I think, I am more and more interested to be a kidney bean.
Kidney beans, it is a way to utter my feeling of longing for a new start. Sometimes it won't grow, no matter how hard you nurture it. In the other hand, if you just let it be, it will magically grow.
But as a virgo, I want everything within reach and predictable, so I believe more in careful planning and scientific calculations instead of just wing it.
Being invisible for me is just like beans.
The final result is actually there, but remains to be a hidden gem under certain circumstances. People won't care much about beans, since it stays under ground. What really matter is the sprouts.
Being invisible is not like Banksy or come up with gibberish pseudonyms.

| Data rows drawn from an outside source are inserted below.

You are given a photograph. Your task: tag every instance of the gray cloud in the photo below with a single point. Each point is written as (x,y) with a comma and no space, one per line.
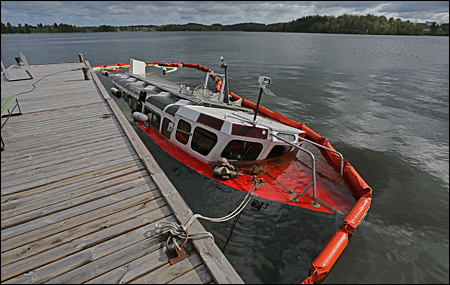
(118,13)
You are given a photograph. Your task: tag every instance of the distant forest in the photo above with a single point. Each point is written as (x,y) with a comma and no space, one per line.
(345,24)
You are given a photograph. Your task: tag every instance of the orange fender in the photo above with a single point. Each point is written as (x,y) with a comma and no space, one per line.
(357,213)
(328,256)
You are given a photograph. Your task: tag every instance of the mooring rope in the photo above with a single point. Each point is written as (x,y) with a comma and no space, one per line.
(179,230)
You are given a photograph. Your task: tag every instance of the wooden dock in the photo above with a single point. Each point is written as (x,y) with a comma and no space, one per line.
(81,194)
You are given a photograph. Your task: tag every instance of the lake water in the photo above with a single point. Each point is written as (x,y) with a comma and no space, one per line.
(382,101)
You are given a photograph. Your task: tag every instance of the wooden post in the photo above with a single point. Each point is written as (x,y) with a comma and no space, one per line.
(87,74)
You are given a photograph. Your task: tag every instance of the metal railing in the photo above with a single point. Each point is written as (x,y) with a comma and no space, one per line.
(313,183)
(319,145)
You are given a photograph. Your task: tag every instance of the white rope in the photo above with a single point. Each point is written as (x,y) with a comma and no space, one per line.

It is about how I "standout" without shouting too loud about things. My family did not know that I had 2 cm wide pierced earlobes, until I let them see me without my piercings/plugs on. Well actually, no one realized it was that wide, even my boss and co-workers. For sure, the 2 cm thingy is not a biggie deal.
Being invisible is about how I develop my drawing skill.
It is so hard to find apprenticeship to a mecha or sci-fi artist. Sometimes I have to take hard ways to learn skills I want, such as spent weeks of working on the same piece and copious amount of sketch-erase-repeat to achieve certain shape and technique. Even accepting that I am not able to do certain style or shape is a part of it.
To be so good at things we love equals to sacrificing other things we love too. If I want to be good at playing Magic The Gathering, I have to spent more times playing Magic Duels on Steam and testing my decks with other player at game nights. I am not afraid of being bored through the repeated phases.